New York: The US Secretary of State Mike Pompeo calls on all participants in the Yemen civil war to support the UN Special Envoy, Martin Griffiths, "in finding a peaceful solution to the conflict in Yemen," and insists that the US-backed Saudi-led coalition and the Iranian-aligned Houthis need to stop their respective attacks.
In a joint official statement with the Secretary of Defense Jim Mattis on Wednesday morning, Pompeo said that "the time is now for the cessation of the hostilities."
He and Mattis referred to both the Coalition air strikes that "must cease in all populated areas in Yemen" and the "missile and UAV strikes from Houthi-controlled areas into the Kingdom of Saudi Arabia."
Also, they pointed out that the conflict needs to be ended "within 30 days."
It is the first time that the Trump administration shows a so strong position on the Yemeni conflict since it took office.
A bold move to end a war that has always seen the United States to support the Saudi coalition fighting the Houthis as they provided training as well as aerial refueling and strategic help.
"We refuel probably less than...I think 20%. They have their own refuelers, by the way," Mattis said referring to Saudis.
With the joint statement by Pompeo and Mattis, Trump administration makes the first bold move in the Arabian peninsula that recalls, in some way, the "Two Pillars Policy".
If former US President Barack Obama has always tried to find a balance between Saudi Arabia and Iran in his foreign positions, Trump has used since his first day in office the Saudi's support to clash with the Iranian government, criticized by the US President under many aspects.
On the Travel Ban, that is having negative effects on the Iranian migrants, dividing families between the US and Teheran.
On the Joint Comprehensive Plan of Action known as Iran nuclear deal, that under Trump administration the United States decided to withdraw.
Through the sanctions, imposed by the US and effective since November 1, that according to the White House will be "tougher than ever before."
But after Jamal Khashoggi's murder, the Saudi reporter who was recently killed by Saudi agents, strangled and dismembered after entering the Saudi consulate in Istanbul according to a recent Istanbul chief prosecutor's statement, something has changed.
Saudi Arabia doesn't look to have the upper hand with the United States and the international community as before.
On Wednesday, according to an article published by The Guardian, a UN internal document showed that Saudi Arabia has demanded that aid agencies operating in Yemen should provide favourable publicity for Riyadh’s role in providing 930 million dollar of humanitarian aid.
Also, the Khashoggi case seems to have repercussions now on the US position about the Yemen civil war.
US Defense Secretary Mattis said to consider the US support for Saudi Arabia to be a separate issue from the ongoing crisis over the killing of Khashoggi.
"I would separate it out from the Yemen situation," he said at the United States Institute of Peace on late Tuesday. "That stands unique, by itself."
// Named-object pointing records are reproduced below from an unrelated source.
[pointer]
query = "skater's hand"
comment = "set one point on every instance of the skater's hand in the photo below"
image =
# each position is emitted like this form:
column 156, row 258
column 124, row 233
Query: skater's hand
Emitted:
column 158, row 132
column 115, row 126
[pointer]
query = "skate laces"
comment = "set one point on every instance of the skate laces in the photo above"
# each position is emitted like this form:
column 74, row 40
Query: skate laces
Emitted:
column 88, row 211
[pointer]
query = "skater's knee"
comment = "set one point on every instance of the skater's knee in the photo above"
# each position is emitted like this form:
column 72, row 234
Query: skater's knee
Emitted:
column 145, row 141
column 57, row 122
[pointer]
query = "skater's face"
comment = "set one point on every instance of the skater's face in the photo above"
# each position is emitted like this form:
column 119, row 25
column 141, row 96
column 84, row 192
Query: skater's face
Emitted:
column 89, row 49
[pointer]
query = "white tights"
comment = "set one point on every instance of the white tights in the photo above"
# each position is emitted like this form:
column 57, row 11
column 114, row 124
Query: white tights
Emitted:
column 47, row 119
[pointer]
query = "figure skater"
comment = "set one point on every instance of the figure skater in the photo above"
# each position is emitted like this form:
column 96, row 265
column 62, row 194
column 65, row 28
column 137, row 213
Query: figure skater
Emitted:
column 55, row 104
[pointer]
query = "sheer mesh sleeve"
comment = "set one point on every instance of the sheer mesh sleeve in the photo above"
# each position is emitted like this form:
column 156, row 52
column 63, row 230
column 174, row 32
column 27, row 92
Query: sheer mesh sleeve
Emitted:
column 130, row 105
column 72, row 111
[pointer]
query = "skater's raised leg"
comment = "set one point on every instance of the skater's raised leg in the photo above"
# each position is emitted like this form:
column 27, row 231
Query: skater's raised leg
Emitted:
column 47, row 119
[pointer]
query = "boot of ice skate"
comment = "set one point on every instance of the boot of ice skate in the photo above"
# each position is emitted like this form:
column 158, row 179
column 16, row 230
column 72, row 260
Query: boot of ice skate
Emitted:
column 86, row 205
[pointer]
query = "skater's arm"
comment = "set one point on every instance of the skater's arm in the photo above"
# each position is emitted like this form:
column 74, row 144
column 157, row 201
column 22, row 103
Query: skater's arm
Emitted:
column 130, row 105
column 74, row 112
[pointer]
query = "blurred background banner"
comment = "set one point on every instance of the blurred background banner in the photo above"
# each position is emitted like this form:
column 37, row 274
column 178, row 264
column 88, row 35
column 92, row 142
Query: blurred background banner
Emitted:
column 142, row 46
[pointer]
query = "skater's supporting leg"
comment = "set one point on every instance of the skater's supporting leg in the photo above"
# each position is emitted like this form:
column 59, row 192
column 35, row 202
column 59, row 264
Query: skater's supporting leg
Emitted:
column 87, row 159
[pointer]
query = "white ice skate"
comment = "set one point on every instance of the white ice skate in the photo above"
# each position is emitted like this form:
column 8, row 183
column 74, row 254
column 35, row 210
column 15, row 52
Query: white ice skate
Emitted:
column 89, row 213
But the joint statement of Wednesday morning on Yemen from both Pompeo and Mattis has proved a resolute position on Yemen, between Saudis and the Houthis backed by the Iranian government, that the Trump administration never held.
"This is the most significant breakthrough in the war in Yemen for four years," David Miliband, the president and CEO of the International Rescue Committee, said about the Pompeo's statement.
A breakthrough that can finally end to one of the most violent conflict in recent history.
According to data collected by an independent research group, at least 56,000 people have been killed in armed violence in Yemen since January 2016, a tally that is more than five times higher than previously reported.
Also, according to the UN, the number of Yemenis in danger of starving to death would rise from the current figure of 8.4 million to 18.4 million by this December.
Three times the estimated death toll of Jews killed during the Holocaust.
"It is vital that this call for a ceasefire is followed through, and the call for support for the political process heeded," Miliband said.